Selain itu, selama sepekan ekskavasi, tim BPCB Jatim berhasil menyingkap sebagian dinding sisi barat dan selatan petirtaan. Dinding kolam ini tersusun dari bata merah kuno. Dinding sisi barat yang sudah nampak membentang dari selatan ke utara sepanjang 8 meter, lebar 1,2 meter dan tinggi 1,7 meter.
Sedangkan dinding sisi selatan membentang dari barat ke timur sepanjang 10 meter, lebar 0,8 meter dan tinggi 1 meter. Kedua dinding ini bertemu pada sudut barat daya sehingga membentuk siku bangunan petirtaan.
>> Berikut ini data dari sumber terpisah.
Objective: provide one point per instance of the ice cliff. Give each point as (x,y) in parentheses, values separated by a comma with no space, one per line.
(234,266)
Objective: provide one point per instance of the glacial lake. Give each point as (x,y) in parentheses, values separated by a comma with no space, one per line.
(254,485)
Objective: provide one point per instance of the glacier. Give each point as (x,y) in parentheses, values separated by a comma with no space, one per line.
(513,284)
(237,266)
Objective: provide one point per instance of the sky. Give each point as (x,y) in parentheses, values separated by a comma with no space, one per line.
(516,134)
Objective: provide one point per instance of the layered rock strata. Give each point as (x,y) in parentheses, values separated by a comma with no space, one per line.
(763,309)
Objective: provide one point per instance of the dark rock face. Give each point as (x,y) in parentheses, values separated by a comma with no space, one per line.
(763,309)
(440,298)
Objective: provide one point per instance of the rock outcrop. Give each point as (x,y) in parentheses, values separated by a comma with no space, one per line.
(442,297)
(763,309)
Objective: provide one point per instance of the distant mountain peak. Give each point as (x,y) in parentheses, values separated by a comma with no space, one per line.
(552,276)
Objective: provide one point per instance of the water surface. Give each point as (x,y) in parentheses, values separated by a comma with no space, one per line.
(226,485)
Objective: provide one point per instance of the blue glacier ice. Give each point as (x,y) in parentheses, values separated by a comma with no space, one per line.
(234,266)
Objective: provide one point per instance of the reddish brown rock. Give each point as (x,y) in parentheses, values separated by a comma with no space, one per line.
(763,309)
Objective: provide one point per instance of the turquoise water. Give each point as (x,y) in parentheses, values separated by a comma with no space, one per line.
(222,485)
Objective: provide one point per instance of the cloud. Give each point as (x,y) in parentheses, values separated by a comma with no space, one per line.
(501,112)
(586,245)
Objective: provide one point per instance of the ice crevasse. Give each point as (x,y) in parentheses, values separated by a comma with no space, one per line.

"Target kami pada ekskavasi tahap pertama ini sudah menampakkan denah petirtaan. Sehingga tahap selanjutnya tinggal membersihkan bagian tengah dengan aman tanpa mengganggu strukturnya. Selain itu 10 hari ini kami juga memastikan kedalaman lantai petirtaan," kata Arkeolog BPCB Jatim Nugroho Harjo Lukito kepada wartawan di lokasi ekskavasi, Sabtu (14/9/2019).
Berdasarkan hasil survei penyelamatan awal Agustus 2019, luas bangunan petirtaan suci ini diperkirakan mencapai 18 x 24 meter persegi. Dengan demikian, sebagian besar struktur kolam masih terpendam di dalam tanah. Karena bagian yang sudah ditemukan baru pada sudut barat daya.
Nugroho menilai, situs petirtaan ini mempunyai potensi yang tinggi untuk dipugar. Sehingga bisa menampakkan bentuk aslinya seperti pada zaman Majapahit dulu.
"Karena tingkat kerusakan hanya bagian atas, sekitar 25 persen dari keseluruhan struktur. Kalau dilakulan kajian teknis, masih mungkin dilakukan pemugaran," terangnya.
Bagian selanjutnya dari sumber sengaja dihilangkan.